Trafik kazalarında hukuki sorumluluk ve sigorta konusu 2918 sayılı Karayolları Trafik Kanunu’nun 85. ve devamı maddelerinde düzenlenmiş olup sözü geçen kanunun 85.maddesinin 1. fıkrasında bir motorlu aracın işletilmesi bir kimsenin ölümüne veya yaralanmasına yahut birşeyin zarara uğramasına sebep olursa motorlu aracın bir teşebbüsünün ünvanı veya işletme adı altında veya bu teşebbüs tarafından kesilen bilet ile işletilmesi halinde motorlu aracın işleteninin ve bağlı bulunduğu teşebbüsün sahibinin doğan zarardan müştereken ve müteselsilen sorumlu olacağı, aynı maddenin 5. fıkrasında işleten ve araç işleticisi teşebbüs sahibinin, aracın sürücüsünün veya aracın kullanılmasına katılan yardımcı kişilerin kusurundan kendi kusuru gibi sorumlu olduğu, 91. maddesinin 1. fıkrasında işletenlerin, bu kanunun 85. maddesinin 1. fıkrasına göre olan sorumluluklarının karşılanmasını sağlamak üzere mali sorumluluk sigortası yaptırmalarının zorunlu olduğu öngörülmüştür. Kanunun bahsi geçen düzenlemesinden, zorunlu mali sorumluluk sigortacısının, trafik kazasına karışan aracın işleteni veya araç işleticisi teşebbüs sahibi olan sigortalısına bu kaza sebebiyle isabet eden hukuki sorumluluğu poliçe teminat limiti ile sınırlı olarak üstlendiği anlaşılmaktadır.

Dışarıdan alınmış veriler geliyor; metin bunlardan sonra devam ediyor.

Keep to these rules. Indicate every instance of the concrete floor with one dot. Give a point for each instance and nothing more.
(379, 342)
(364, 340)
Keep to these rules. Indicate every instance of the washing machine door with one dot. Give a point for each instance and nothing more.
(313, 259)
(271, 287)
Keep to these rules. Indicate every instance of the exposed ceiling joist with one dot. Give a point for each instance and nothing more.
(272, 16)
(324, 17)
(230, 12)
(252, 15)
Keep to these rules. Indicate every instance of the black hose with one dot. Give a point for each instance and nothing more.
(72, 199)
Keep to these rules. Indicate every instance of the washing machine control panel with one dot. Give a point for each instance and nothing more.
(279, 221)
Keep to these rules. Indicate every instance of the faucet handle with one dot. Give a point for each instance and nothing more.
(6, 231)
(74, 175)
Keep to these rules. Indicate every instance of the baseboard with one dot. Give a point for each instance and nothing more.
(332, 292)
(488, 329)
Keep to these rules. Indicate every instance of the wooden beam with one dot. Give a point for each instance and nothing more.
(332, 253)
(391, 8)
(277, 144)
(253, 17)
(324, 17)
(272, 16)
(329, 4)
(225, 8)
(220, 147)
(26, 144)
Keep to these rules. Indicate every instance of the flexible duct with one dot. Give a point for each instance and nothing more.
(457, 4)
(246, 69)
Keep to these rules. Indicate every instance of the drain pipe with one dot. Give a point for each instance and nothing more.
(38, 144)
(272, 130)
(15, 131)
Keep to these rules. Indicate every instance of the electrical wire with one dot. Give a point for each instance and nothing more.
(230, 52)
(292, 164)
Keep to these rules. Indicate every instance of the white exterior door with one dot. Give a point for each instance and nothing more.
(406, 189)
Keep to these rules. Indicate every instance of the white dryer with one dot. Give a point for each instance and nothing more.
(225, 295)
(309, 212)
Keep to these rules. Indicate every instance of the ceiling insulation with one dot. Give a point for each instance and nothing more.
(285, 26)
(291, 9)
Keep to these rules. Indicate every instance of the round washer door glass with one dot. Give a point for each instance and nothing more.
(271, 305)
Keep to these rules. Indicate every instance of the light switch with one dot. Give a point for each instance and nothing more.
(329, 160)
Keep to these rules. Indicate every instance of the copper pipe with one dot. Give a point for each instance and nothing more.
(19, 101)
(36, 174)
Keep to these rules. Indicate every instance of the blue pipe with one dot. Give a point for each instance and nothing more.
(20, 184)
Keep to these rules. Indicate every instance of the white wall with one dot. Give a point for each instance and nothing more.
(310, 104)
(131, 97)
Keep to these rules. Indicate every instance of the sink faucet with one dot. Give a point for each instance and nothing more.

Taraflar arasındaki uyuşmazlık *** tarihli trafik kazasındaki tarafların kusur durumları, kaza nedeniyle davacıya ait 38 … plakalı araçta değer kaybı zararı oluşup oluşmadığı hususlarına ilişkindir.
*** tarihinde davalı …’nun sevk ve idaresi altındaki diğer davalı …’a ait 38 … plakalı araç ile *** caddesinden Yavuz Sultan Selim caddesi kavşağına geldiğinde, kavşak ortasında sol şeritte iken sağ şeride yanaşmak istediğinde aracın sağ ön tarafı ile dava dışı ***’un sevk ve idaresi altındaki davacı şirkete ait 38 … plakalı aynı yöne hareket eden aracın çarptığı anlaşılmıştır.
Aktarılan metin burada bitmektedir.